AH: It’s as if from the chaos of images, some sort of redemption of our schizophrenia was made possible; trying to overcome the syndrome of the story within a story, within a story... without beginning or end, like an endless loop. Another way to look at it is as visual palimpsest or layered field for a fragmented and delayed vision: something to be seen or witnessed has been decentred in favour of unexpected apparitions and forgotten landscapes, where whisperings resist the orders. I like to think of the viewer as a dwelling eye and the film as a dismembered body, to be reincorporated to the falsely random and objective act of seeing. That’s the whole instability.
MM: You seem to diminish your ties with the short-term expectations and the temporalities of a marketed art scene (“Iranian contemporary art” currency let’s say) while your work reveals itself piece by piece, as a nomadic puzzle, in its own ecological process, submitted to change, transposition and acclimatisation.
AH: That’s the least you could say. In reaction to what I consider a “bureaucratic Middle Eastern art”, I would never compromise with cheap identity politics or fantasize my own “exile” condition.

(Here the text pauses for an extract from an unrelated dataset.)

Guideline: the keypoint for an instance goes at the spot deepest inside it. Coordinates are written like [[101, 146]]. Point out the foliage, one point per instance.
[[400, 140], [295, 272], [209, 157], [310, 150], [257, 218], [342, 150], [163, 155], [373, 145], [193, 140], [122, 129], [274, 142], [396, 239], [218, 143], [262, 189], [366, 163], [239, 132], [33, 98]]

Subjected to the constant clash with state ideology or “official” narratives, my practice early on shifted from the documentary image (I had the chance to study with documentary photographers like Kaveh Golestan and Bahman Jalali) to multiple sites of counter-narratives, including in the way I position myself. Living in globalized, neoliberal and hallucinated cites makes identity politics more complex than who you are supposed to be for a market or infrastructure. It’s the micropolitics of how we survive in the age of digital knowledge and transitory politics that matter overall.